CocoRosie's Noah's Ark arrives a year after their debut album La Maison De Mon Rev, an album that saw estranged sisters Bianca and Sierra Casady reuniting randomly in France to record a tiny album of brittle acoustics and warbling vocals, whose fidelity and instrumental skills exposed a duo still shaking off years of separation. That album was a surprisingly polarizing one, counting roughly the same number of detractors as it did out-and-out fans. I tended to fall more in line with the latter, for despite its inconsistencies and lulls, it was shot through with enough oddball lyrical imagery and jagged folk moves to warrant repeated listenings.
It's doubtful that their latest long player will go a ways towards bridging that gap between lovers and haters. Noah's Ark tends to mine the same inspirational fields while distinctly upping the freak quotient (purely aesthetic cases in point: the three unicorns forming a "train," so to speak, on the cover and photos of the sisters decked in gear seemingly gained from raiding the closets of some hippies, Native Americans, and basketball players).
Songwise, the sisters are still at the same place: lazily plucked guitars, random toy instruments, drum machines, and Sierra's former operatic range attempting to wrap itself around Karen Dalton. Combining these elements could have mixed results, and much like their debut, Noah's Ark is not an end-to-end stunner. But there are bright spots throughout, and the sisters display a consistent penchant for deviating from standard folk and twee pop lyrical imagery. Example: you try writing a song using an analogy of a "spirit in a k-hole," as they do on the album's opener, and see if you can get away with it as capably as they can. And "Tekno Love Song" is, thankfully, anything but, preferring instead autoharp and gentle guitar as a backdrop for criminal love. A chorus of female voices swoons through the refrain on "Armageddon," forming a nice contrast to the loose percussion and moody keyboard swells.
The album is also bolstered by the inclusion of a couple of newly anointed modern folk icons, as well as several promising up-and-comers. Antony (of the Johnsons fame) checks in to help salute some "Beautiful Boyz," lending his piano and unmistakably haunting croon. Devendra Banhart graces "The Sea Is Calm" with some phoned-in (literally) sweet French nothings. Diane Cluck lends her beautiful voice to the insistent thump of the title track for a tune that ends up becoming a surprisingly beat savvy album highlight.

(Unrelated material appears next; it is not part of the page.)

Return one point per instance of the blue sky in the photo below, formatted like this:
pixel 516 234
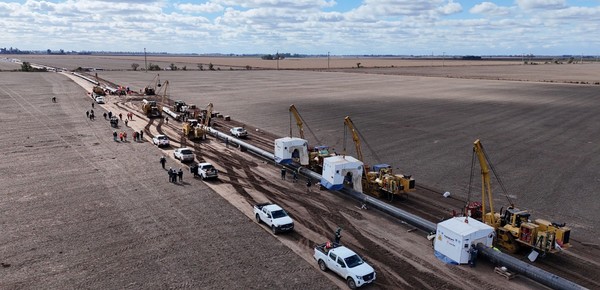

That some of the most memorable moments on Noah's Ark come at the hands of guest stars isn't a very promising sign. But at the same time, those friends plug directly into Sierra and Bianca's twisted worldview without necessarily imposing their own. And to be honest, not being overshadowed by Devendra or Antony would be almost superhuman. But as it stands, the sisters' latest disc finds them taking the threads begun with their debut and gradually weaving them into rich, bizarre tapestries. Stitches, out of time.